We asses PTEN at protein, messenger RNA and DNA level using a well-characterised PDAC cohort (n = 117). miR-21, known to target PTEN, is assessed after RNA extraction from different laser-capture-microdissected cell populations, including cancer cells and juxta-tumoural and tumour-remote stroma.
PTEN deletion was the most frequent cause of PTEN protein loss in PDAC cells (71%) and correlated with vascular invasion (p = 0.0176) and decreased overall survival (p = 0.0127). Concomitant PTEN protein loss in tumour and juxta-tumoural stroma, found in 21.4% of PDACs, correlated with increased distant metastasis (p = 0.0045). Stromal cells with PTEN protein loss frequently showed PTEN genetic aberrations, including hemizygous PTEN deletion (46.6%) or chromosome 10 monosomy (40%). No alterations were found in the tumour-remote stroma. miR-21 was overexpressed by cancer- and juxta-tumoural stromal cells, in some cases without simultaneous PTEN gene alterations. No PTEN mutations or promoter methylation were detected.
We find various mechanisms of PTEN protein loss in the different tumour cell populations, including allelic PTEN deletions, gross chromosomal 10 aberrations and altered miR-21 expression. PTEN deletion is a major cause of PTEN protein loss in PDAC and correlates with aggressive characteristics and worse outcome. PTEN protein loss in juxta-tumoural stromal cells is mostly due to PTEN haplo-insufficiency and characterises a subgroup of PDACs with enhanced metastatic potential. In the tumour microenvironment of the invasive front, PTEN silencing by miR-21 in cancer and surrounding stromal cells acts not only cooperatively but also independently of the genetic aberrations to precipitate PTEN protein loss and promote further tumour growth.

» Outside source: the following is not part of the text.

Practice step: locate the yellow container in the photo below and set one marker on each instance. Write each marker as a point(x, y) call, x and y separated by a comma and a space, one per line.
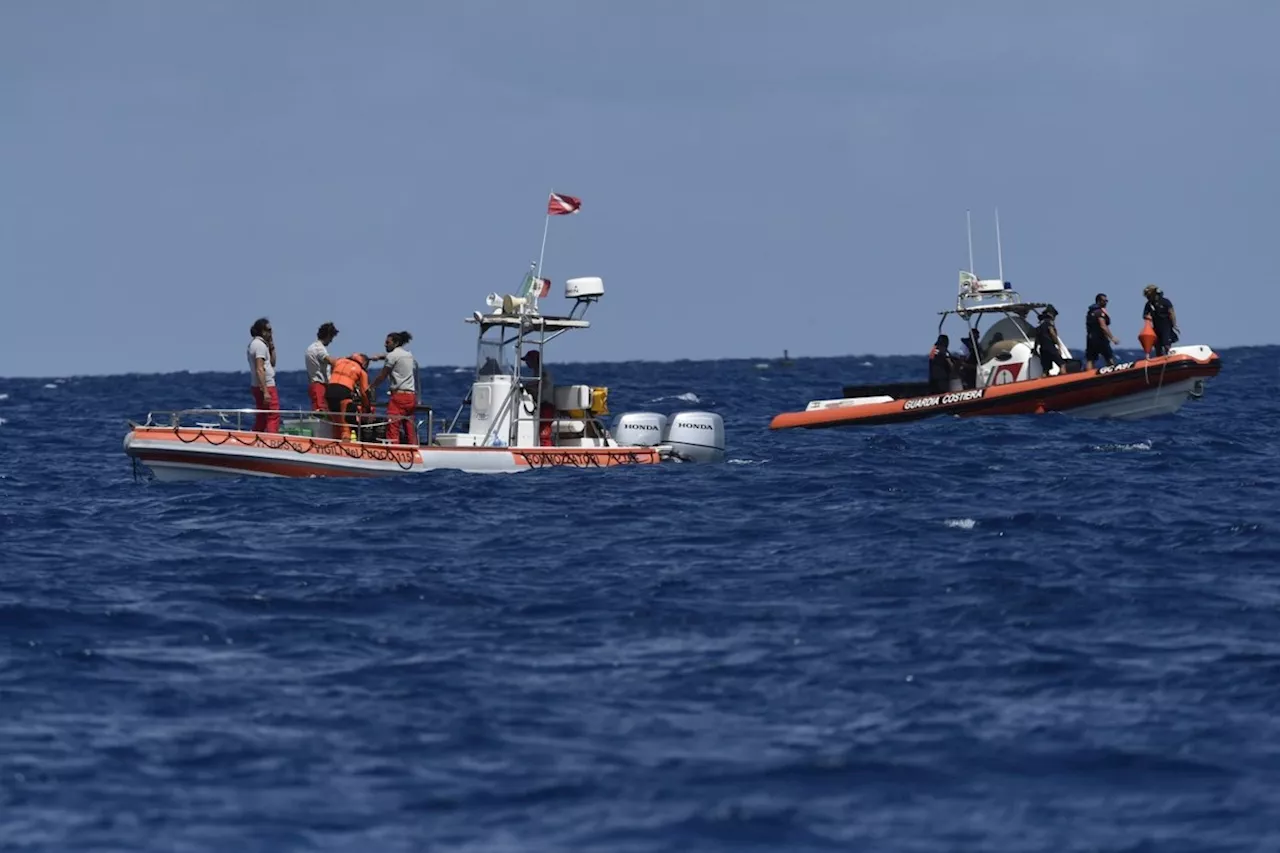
point(599, 401)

肿瘤基质被认为会影响肿瘤的进展。在这里,我们特别关注肿瘤基质细胞,研究了磷酸酶和张力蛋白同源物缺失的染色体 10(PTEN)在胰腺导管腺癌(PDAC)肿瘤微环境中的状态。
我们使用经过充分验证的 PDAC 队列(n=117),在蛋白质、信使 RNA 和 DNA 水平上评估了 PTEN。miR-21 已知靶向 PTEN,在从不同激光捕获微切割细胞群(包括癌细胞和肿瘤旁和肿瘤远处的基质细胞)提取 RNA 后进行评估。

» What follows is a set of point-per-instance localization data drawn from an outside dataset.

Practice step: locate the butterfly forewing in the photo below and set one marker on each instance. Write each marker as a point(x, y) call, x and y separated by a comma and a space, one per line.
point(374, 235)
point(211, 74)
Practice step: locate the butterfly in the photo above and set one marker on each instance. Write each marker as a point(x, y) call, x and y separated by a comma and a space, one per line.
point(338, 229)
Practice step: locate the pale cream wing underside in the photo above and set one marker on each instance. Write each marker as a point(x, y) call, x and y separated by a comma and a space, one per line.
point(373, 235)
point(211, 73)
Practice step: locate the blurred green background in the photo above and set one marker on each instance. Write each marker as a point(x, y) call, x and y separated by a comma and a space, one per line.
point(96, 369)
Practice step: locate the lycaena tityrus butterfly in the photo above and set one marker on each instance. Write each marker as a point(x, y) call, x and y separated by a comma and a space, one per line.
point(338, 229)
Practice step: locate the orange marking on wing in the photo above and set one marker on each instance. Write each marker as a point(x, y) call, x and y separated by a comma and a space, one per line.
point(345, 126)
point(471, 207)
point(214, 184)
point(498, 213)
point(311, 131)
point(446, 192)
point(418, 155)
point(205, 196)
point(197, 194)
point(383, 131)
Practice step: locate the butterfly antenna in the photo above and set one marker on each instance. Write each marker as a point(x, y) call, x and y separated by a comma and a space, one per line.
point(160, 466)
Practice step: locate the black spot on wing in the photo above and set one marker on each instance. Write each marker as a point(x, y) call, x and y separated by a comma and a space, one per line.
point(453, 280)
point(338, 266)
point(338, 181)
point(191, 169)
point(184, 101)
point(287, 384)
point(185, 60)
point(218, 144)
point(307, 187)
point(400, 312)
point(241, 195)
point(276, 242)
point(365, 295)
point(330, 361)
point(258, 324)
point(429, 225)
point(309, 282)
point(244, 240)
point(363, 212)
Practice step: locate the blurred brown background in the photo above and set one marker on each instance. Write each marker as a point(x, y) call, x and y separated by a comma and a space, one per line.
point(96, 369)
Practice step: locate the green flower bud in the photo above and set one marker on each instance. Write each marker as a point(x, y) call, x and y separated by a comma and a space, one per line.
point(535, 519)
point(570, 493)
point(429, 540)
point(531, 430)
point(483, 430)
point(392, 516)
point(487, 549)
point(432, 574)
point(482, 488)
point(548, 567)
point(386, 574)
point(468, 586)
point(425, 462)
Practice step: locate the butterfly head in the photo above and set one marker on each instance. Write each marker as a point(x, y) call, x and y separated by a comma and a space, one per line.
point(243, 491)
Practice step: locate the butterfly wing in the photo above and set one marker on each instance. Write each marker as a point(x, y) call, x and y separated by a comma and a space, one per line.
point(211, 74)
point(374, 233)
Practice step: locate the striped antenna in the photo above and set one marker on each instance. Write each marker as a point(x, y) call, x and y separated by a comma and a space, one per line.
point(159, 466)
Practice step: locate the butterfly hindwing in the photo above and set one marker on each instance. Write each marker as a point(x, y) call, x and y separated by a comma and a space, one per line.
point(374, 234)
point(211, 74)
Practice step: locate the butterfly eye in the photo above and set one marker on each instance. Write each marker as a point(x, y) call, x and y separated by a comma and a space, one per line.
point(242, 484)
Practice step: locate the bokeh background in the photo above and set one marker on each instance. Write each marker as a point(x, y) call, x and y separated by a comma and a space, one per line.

PTEN 缺失是 PDAC 细胞中 PTEN 蛋白丢失的最常见原因(71%),与血管侵犯(p=0.0176)和总生存期降低(p=0.0127)相关。在 21.4%的 PDAC 中发现肿瘤和肿瘤旁基质中同时存在 PTEN 蛋白丢失,与远处转移增加相关(p=0.0045)。PTEN 蛋白丢失的基质细胞常表现出 PTEN 遗传异常,包括杂合性 PTEN 缺失(46.6%)或 10 号染色体单体性(40%)。在肿瘤远处的基质中未发现改变。miR-21 在癌细胞和肿瘤旁基质细胞中过表达,在某些情况下没有同时发生 PTEN 基因改变。未检测到 PTEN 突变或启动子甲基化。
我们在不同的肿瘤细胞群中发现了各种 PTEN 蛋白丢失的机制,包括等位基因 PTEN 缺失、染色体 10 大片段异常和 miR-21 表达改变。PTEN 缺失是 PDAC 中 PTEN 蛋白丢失的主要原因,与侵袭性特征和预后不良相关。肿瘤旁基质中 PTEN 蛋白丢失主要是由于 PTEN 杂合性缺失,并构成了具有增强转移潜能的 PDAC 亚组。在侵袭前沿的肿瘤微环境中,miR-21 在癌细胞和周围基质细胞中沉默不仅协同作用,而且独立于遗传异常,导致 PTEN 蛋白丢失并促进肿瘤进一步生长。